石毛直道『食卓の文化誌』

目が覚めて枕元の電気をつけて昨夜の本の続きを読んでいたら娘から「起きてる?」と呼ばれた。「目は覚めてるけど本読んでる」と答えたら「じゃあ、いい」と言われた。用事は何かと思ったら朝飯だった。こういう親の習慣で息子は本嫌いになったのかもしれない。娘はその道をたどらなかった。どっちかというと母のようになりそうだ。ということで読み終えた食文化の本。食文化って本当に面白いなあというのが、このところしみじみ感じていることで、こういう本を読んで、ほほう!と疑問がひとつひとつ氷解していくのが楽しい。この間のベトナム料理の感想を友人に話している時に「私はお出しがきいた料理が好き」と言われた。ベトナム料理というのはお出しがきいて、薄味で自分好みであろうという予測。その、出しという文化が発達したのはどうしてかというのはこの本で詳しく説明されていた。日本料理に出しは欠かせない。肉食文化がなかったから油脂不足。その代わりというか、つまり油脂と出しは役割的には似ているのだそうだ。

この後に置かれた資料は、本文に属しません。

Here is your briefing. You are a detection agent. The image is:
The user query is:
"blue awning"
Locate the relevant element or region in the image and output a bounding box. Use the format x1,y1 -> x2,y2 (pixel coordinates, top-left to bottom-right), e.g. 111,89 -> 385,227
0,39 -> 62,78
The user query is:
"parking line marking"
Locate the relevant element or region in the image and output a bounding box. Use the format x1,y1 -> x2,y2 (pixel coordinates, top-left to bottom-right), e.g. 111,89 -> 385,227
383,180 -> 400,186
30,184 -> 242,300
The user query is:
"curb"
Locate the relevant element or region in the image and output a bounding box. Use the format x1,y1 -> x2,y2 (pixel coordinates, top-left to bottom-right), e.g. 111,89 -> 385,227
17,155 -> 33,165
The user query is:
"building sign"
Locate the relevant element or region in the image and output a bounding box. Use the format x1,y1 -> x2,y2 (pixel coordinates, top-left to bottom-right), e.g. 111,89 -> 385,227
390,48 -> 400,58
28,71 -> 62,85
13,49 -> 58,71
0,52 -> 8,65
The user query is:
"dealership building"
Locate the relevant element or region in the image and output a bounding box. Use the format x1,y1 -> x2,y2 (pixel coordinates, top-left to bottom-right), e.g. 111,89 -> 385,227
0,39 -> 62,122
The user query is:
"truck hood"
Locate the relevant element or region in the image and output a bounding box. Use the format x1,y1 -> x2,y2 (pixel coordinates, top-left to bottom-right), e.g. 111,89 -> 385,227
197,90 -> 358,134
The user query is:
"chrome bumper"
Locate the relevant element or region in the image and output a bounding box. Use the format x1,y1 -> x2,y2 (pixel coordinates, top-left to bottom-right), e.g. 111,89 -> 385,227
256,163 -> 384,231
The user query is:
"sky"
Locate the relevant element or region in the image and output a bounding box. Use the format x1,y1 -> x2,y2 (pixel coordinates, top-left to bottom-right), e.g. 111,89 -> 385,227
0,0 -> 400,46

書かれたのは70年代だから、ここで報告されているような民族独特の食文化や生活様式で今は廃れてしまったのはあるんじゃないかと想像する。そういう事を考えながらも、少なくともこの時点では体験されていることなので貴重な記録。そもそも、一昔前なら今日のご飯をどうするかに心を砕かなければならなかった庶民が、このような食文化に興味を持つこと自体がすごいことだ。宮廷でしか発達していなかった多様な食文化が、宮廷の料理人が町に出ることで一般に広がったように、世界の食をめぐるお話だって、日常的に世界の食といくらかでも接していなければ興味を惹かれないんだろうけど、実のところこの頃の食に対する感動のなさにがっくりしているわけだ。つまり自分の食に対する欲求が、世界の珍味を食べてみたいとか、ちょっと手に入らないような高級品を食べてみたいとか、5つ星レストランで味わいたいとか、そういうものであれば、興味の対象は限りないのだろうが、根っからの庶民根性にがんじがらめになっているためかどうか、そういう方向にはなく、どうしてここではこれなんだろうか、なんである。となると、とりあえず本ってことになる。そしてとりあえず東南アジアと日本って似ているということは思った。搾乳文化の分布も面白かった。